Hamlet returns from England where he was supposed to have been killed, according to King Claudius' plan. But he has escaped and is back in Denmark. He is at the castle graveyard. He meets his good friend Horatio there, and they come across two gravediggers, referred to as Clown One and Clown Two. The gravediggers are cheerfully going about their business, throwing up dirt and bones, when they are engaged in conversation by Hamlet and Horatio. Here, in Act 5, Scene 1, is the telling exchange:
HAMLET
...How long hast thou been a grave-maker?
FIRST CLOWN:
Of all the days i' the year, I came to't that day that our last king Hamlet overcame Fortinbras.
HAMLET:
How long is that since?
FIRST CLOWN:
Cannot you tell that? Every fool can tell that. It was the very day that young Hamlet was born—he that is mad, and sent into England.
HAMLET:
Ay, marry, why was he sent into England?
FIRST CLOWN:
Why, because a was mad. A shall recover his wits there; or, if a do not, 'tis no great matter there.
HAMLET:
Why?
FIRST CLOWN:
'Twill not he seen in him there. There the men are as mad as he.
HAMLET:
How came he mad?
FIRST CLOWN:
Very strangely, they say.
HAMLET:
How 'strangely'?
FIRST CLOWN:
Faith, e'en with losing his wits.
HAMLET:
Upon what ground?
FIRST CLOWN:
Why, here in Denmark. I have been sexton here, man and boy, thirty years.
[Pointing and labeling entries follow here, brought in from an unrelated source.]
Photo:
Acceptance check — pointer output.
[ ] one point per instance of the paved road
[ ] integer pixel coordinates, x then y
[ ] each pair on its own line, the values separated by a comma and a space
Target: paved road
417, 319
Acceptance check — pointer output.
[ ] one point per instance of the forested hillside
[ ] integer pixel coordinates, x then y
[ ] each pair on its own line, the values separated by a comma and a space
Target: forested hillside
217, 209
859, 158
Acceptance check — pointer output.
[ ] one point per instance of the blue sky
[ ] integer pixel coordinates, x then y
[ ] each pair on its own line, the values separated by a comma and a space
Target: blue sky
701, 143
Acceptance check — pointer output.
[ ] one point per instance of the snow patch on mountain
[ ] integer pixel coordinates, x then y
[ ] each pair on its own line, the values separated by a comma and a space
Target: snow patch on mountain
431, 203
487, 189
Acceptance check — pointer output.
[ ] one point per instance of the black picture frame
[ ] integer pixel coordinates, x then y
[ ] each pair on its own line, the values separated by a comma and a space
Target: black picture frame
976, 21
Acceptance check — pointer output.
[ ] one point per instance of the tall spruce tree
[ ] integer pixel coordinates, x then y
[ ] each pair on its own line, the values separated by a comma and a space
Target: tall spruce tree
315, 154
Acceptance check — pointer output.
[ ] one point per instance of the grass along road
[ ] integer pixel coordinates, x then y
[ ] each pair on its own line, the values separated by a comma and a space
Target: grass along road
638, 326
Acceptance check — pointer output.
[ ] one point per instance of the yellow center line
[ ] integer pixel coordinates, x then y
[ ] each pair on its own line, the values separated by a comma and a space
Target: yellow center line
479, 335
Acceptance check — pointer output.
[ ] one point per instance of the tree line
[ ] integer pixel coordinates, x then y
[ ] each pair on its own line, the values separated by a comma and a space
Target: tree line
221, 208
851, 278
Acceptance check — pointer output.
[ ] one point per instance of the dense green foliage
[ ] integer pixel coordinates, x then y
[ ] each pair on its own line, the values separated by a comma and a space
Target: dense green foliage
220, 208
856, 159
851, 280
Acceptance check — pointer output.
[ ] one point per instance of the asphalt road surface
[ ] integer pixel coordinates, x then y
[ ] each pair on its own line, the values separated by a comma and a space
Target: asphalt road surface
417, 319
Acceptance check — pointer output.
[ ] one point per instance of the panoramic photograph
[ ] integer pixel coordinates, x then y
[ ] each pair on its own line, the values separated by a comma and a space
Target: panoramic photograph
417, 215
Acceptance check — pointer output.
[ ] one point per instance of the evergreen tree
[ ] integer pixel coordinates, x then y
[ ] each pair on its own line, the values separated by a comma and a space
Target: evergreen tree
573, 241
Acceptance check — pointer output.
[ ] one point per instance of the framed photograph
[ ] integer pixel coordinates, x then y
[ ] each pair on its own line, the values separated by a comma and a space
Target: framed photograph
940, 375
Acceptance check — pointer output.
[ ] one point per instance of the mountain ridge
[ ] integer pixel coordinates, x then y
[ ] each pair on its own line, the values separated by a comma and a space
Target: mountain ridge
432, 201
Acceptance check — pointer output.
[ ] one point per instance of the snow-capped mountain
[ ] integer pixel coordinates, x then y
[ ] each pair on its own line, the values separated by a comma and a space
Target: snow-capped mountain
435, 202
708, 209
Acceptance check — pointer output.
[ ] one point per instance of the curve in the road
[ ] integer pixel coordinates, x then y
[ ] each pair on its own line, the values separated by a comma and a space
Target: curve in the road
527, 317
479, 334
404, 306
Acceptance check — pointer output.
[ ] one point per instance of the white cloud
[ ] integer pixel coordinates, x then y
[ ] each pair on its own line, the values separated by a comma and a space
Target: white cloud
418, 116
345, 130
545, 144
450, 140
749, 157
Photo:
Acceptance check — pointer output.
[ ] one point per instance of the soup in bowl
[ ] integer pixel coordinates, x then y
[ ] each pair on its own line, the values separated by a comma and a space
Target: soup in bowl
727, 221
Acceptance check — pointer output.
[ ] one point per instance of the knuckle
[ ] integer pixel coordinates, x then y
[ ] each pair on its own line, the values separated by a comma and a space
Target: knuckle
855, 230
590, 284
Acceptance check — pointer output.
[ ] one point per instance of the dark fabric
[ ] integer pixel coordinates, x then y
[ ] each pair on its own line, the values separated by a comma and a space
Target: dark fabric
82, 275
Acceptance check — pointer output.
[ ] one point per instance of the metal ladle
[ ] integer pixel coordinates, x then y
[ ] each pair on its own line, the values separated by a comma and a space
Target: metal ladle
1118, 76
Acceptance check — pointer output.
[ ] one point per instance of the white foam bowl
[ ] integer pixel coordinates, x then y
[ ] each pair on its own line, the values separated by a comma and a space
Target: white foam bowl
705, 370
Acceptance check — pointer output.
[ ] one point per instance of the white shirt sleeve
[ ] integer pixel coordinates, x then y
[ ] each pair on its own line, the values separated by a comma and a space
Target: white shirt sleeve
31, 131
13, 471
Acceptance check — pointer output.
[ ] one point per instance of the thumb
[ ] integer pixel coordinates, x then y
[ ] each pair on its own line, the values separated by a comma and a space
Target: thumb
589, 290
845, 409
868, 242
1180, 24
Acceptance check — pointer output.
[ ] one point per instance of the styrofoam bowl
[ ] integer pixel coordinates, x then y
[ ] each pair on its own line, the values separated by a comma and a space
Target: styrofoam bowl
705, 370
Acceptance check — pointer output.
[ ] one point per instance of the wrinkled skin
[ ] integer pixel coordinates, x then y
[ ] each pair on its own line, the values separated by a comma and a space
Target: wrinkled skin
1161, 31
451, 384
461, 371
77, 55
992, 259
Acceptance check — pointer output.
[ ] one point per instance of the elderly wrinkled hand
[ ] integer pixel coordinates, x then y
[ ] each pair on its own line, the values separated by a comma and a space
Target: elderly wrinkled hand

That puts Hamlet's age squarely at thirty. I suppose one could say that he doesn't act his age, but I don't see why not. And it doesn't contradict the fact that Yorick has been dead for twenty-three years; that means that he died when Hamlet was seven... plenty of time for young Hamlet to ride on the jester's back and remember him fondly. And besides, this gravedigger seems to have all his wits about him (and then some), and there's no reason to doubt him. I'm sticking with thirty.